Understanding rebuilds: jarring "screenshot failed" error on `nixos-rebuild switch --upgrade`

Okay partially answering some of my own questions…

101 “how do things work” questions…

tl;dr lots of phases and every discrete package has at least one chance to run a test suite

… from nixpkgs manual on the “phases” of std.mkDerivation:

This generic command either invokes a script at buildCommandPath, or a buildCommand, or a number of phases. Package builds are split into phases to make it easier to override specific parts of the build (e.g., unpacking the sources or installing the binaries).

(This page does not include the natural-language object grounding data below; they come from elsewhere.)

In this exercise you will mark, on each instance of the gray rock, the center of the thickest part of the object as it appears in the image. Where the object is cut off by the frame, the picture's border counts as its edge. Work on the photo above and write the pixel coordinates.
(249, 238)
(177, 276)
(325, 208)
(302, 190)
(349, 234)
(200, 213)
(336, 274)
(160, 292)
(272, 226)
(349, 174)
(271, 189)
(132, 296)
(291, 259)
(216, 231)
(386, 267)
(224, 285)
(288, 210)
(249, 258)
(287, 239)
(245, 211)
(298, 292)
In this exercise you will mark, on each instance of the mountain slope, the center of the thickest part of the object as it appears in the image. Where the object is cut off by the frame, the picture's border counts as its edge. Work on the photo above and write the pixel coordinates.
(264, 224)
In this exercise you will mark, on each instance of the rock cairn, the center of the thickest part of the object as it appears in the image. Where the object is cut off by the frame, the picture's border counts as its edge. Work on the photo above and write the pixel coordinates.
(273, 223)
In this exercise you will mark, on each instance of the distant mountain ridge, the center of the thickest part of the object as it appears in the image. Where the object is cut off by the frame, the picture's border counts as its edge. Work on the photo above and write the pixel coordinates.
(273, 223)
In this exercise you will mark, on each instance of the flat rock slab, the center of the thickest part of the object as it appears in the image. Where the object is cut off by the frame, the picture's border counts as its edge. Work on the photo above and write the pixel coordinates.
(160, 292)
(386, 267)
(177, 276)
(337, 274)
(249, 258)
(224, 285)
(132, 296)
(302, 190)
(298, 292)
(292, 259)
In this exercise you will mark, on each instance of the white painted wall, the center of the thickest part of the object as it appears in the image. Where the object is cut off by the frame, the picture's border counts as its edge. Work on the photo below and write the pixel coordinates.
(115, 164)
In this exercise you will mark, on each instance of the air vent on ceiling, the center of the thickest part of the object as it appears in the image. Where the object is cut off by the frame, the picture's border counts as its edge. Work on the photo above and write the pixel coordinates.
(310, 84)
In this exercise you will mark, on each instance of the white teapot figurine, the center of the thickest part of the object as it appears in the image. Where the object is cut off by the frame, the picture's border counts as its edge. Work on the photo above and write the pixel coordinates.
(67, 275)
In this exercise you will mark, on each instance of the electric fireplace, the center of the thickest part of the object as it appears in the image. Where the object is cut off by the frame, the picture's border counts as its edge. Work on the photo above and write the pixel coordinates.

and then just a handful of paragraphs down, the order in which phases run by default:

$prePhases unpackPhase patchPhase
$preConfigurePhases configurePhase $preBuildPhases buildPhase checkPhase
$preInstallPhases installPhase fixupPhase installCheckPhase
$preDistPhases distPhase $postPhases

So that’s helpful: there’s not only checkPhase but also installCheckPhase.

… And then a few more sections down, an explanation of the checkPhase:

The check phase checks whether the package was built correctly by running its test suite. The default checkPhase calls make $checkTarget, but only if the doCheck variable is enabled.

It is highly recommended, for packages’ sources that are not distributed with any tests, to at least use versionCheckHook to test that the resulting executable is basically functional.


rebuild-correctness question…

I’m guessing this just means the test is flaky/non-deterministic.

Or: there’s a bug in phase-implementation that allowed the build to stay around. That is: my second attempt had almost zero output, which I’m guessing means everything was already installed and built, and so no phases triggered… but then that makes me think the phases that failed the first time around didn’t actually trigger any rollback of the states they were changing.

Would love some input here, since this feels a little too naive of a bug for others to not have hit yet.


logs-clarity questions…

This hope of better understanding logs lead me to this 7 year old “interactive rebuild” post/feature-request, since there’s just too many interleaved logs to try to make sense of things sometimes. So I guess interactivity isn’t a solution.

But even more interesting is this reply about rollbacks:

Which makes me think my “too naive” thought above might actually be right: failed rebuilds really don’t rollback by default? :thinking: